Por Paulinho Freitas


SÃO GONÇALO DE AFETOS



Foto: Pixabay
Foto: Pixabay

Nessas minhas andanças pelas entranhas de São Gonçalo, observo que não somos a mesma cidade. Cada canto tem um jeito diferente, São Gonçalo é como um pequeno país e suas federações. Até o sotaque muda de um lugar para o outro. O corte de cabelo é diferente, a maioria descolorido. O jeito de vestir é diferente e até o jeito de andar é diferente.  


Ali, naquela localidade as coisas acontecem, também diferente das outras. Para perceber isso é necessário andar pelos bairros e prestar bem atenção nas pessoas e seus comportamentos.


A única coisa que não muda são as crianças. Essas, em qualquer lugar do mundo são iguais, sinceras, curiosas, corajosas, alegres, carinhosas... Criança é tudo de bom. Disse que são todas iguais. Sim, nascem iguais, mas são como sementes de vida e dependendo do tipo de solo onde são plantadas e dependendo do adubo que as alimenta, darão flores e frutos diferentes. 


O bairro que fui esta semana foi abençoado por Deus. Lá tem mar, tem mangue e tem mata. Uma paisagem única e privilegiada. Só que, amaldiçoada pelo homem. 



Tem um lugar lá que é uma espécie de praça com uma enorme árvore frutífera no meio, que faz uma grande sombra onde alguns tecem redes de pesca, outros sentam em círculos e contam histórias,  como griots africanos passando ensinamentos para os mais novos. Outros amigos, ainda, se deixam ficar ali, curtindo a praça, tirando um cochilo ou só se deixando fazer parte da paisagem.


Nesse dia aquela paz foi quebrada pelo barulho de muitos tiros dentro da mata. Não se sabe de onde surgiram várias viaturas da polícia, um caveirão e até um helicóptero dando rasantes apareceu. Os moradores que estavam em baixo da árvore, todos deitaram no chão com as mãos protegendo suas cabeças. Quando o barulho cessou, de dentro da mata saem vários policiais trazendo um jovem homem, ferido e enfurecido. Embora com um tiro na perna fazia de tudo para se desvencilhar dos policiais que tentavam imobilizá-lo. Parecia um animal, grunhia, se debatia, tentava morder os policiais, não se deixava abater. 

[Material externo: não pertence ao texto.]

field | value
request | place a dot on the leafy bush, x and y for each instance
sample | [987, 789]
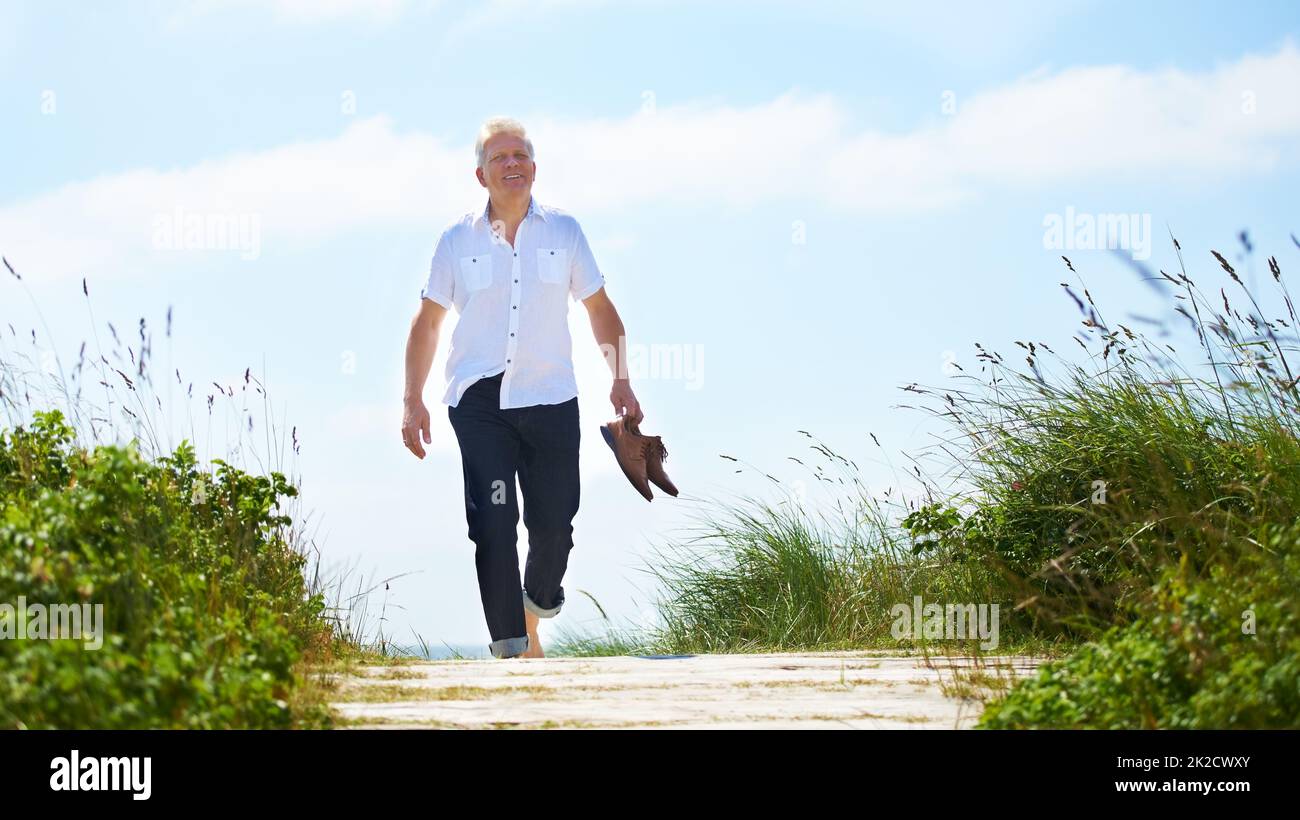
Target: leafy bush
[204, 606]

Aquele jovem morava na mata, raramente saía de lá. Seu linguajar é parco, quase um dialeto. É, junto com outros iguais, a retaguarda do tráfico de drogas que atua no local. Se o inimigo vier pela mata terá que passar por ele e seus companheiros, todos como ele, nascidos do tráfico, na mata, sobreviventes da barbárie social que o crime impõe e o poder público, assim como a justiça, não tem óculos para enxergar aquela gente. Ele nunca veio ao centro da cidade, só sabe que existe por ouvir falar. Não sabe ler, escrever e nunca amou ninguém. As mulheres que conhece são trazidas pelos “chefes”, uma vez por semana para acalmar os nervos. Nem nos bailes de comunidade ele e sua turma podem ir. 

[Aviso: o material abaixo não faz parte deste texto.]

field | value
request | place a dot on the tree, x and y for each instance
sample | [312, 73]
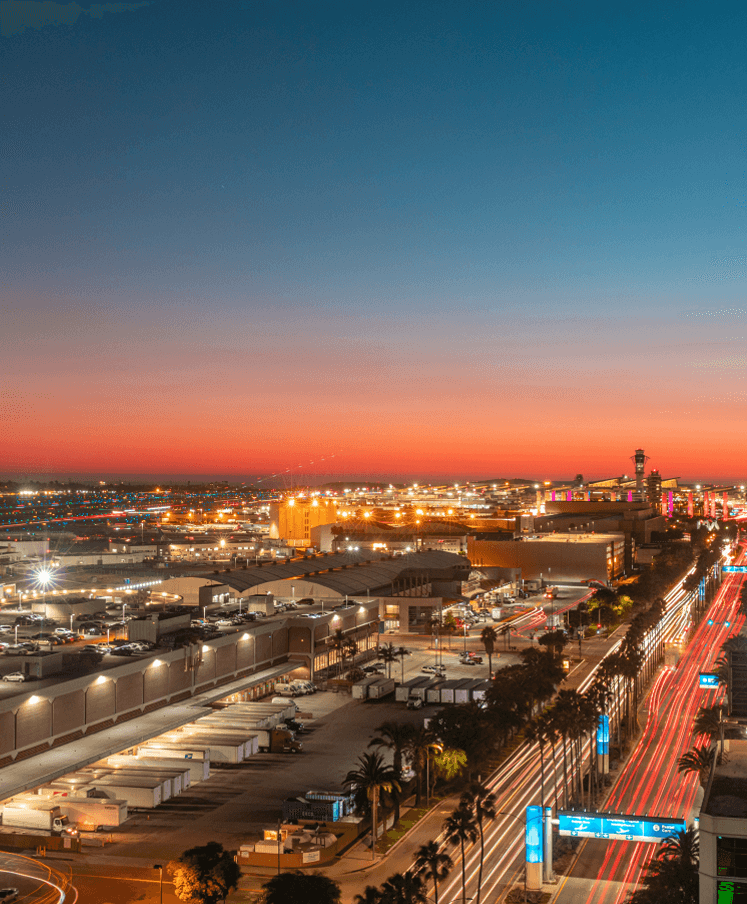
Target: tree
[401, 652]
[698, 760]
[460, 829]
[672, 875]
[403, 888]
[433, 863]
[371, 778]
[489, 638]
[396, 736]
[204, 875]
[345, 646]
[388, 654]
[481, 801]
[301, 888]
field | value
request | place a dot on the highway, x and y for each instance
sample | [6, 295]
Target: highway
[606, 872]
[641, 786]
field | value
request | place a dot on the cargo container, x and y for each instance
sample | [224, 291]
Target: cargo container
[187, 750]
[278, 741]
[39, 818]
[137, 778]
[138, 796]
[229, 726]
[360, 688]
[224, 747]
[479, 689]
[447, 690]
[462, 690]
[198, 769]
[433, 691]
[177, 768]
[94, 811]
[381, 688]
[402, 691]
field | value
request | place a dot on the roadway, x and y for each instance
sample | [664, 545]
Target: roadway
[606, 872]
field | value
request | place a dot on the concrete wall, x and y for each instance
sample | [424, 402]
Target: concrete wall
[88, 703]
[556, 561]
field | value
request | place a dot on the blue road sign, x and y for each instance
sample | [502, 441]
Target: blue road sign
[533, 836]
[618, 827]
[603, 734]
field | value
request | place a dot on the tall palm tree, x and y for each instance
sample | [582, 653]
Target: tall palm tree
[672, 876]
[432, 863]
[389, 654]
[371, 778]
[403, 888]
[698, 760]
[421, 744]
[460, 829]
[489, 638]
[401, 652]
[395, 736]
[481, 800]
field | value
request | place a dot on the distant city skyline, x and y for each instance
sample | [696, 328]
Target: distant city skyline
[424, 238]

Depois de muita luta conseguiram colocar o rapaz na caçapa de um camburão todo enferrujado e caindo aos pedaços e este saiu em disparada pela empoeirada estrada. O rapaz gritava e batida nas paredes do veículo feito um animal enjaulado. O que será daquela alma meu Deus? 


De volta ao centro da cidade, ali na frente de um local que chamam de Casa das Artes, mas o único quadro que vejo todos os dias, são os miseráveis moradores de rua e usuários de drogas que usam aquela calçada para dormir e usar entorpecentes, vejo uma criança de uns nove, talvez dez anos, segura pelos braços por dois policiais. O menino acabara de furtar um celular e tentava fugir. Apesar de pequeno e frágil, ele, como o jovem que vi lá na periferia era violento e difícil de conter. Xingava os policiais, jurava matar a vítima assim que se libertasse e jurou de morte também os policiais, o garoto parecia possuído. Por muito custo, um conselheiro tutelar conseguiu acalmá-lo e ele foi encaminhado para o juizado de menores para que fosse assistido. 

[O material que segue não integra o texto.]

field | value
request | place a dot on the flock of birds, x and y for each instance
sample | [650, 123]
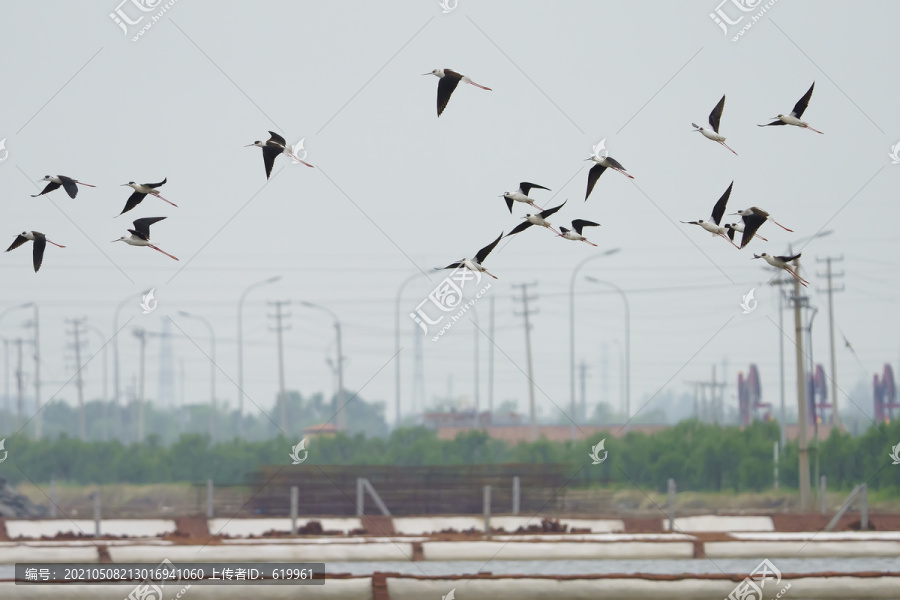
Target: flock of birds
[751, 219]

Aquele menino, só mudou de jardim. O terreno em que foi plantado e o adubo que o alimenta são os mesmos que recebeu o jovem do início da história. Infelizmente o destino dele foi traçado, não na maternidade, mas na concepção. 


As eleições estão aí e logo, logo a musica de Milton Nascimento e Wagner Tiso passará tocando num carro de som, bem na porta de nossa casa:  “... Há que se cuidar do broto...”. 


Ah meu São Gonçalo, protegei os filhos de sua terra! 

 

Obs: Qualquer semelhança com nomes e fatos, é mera coincidência.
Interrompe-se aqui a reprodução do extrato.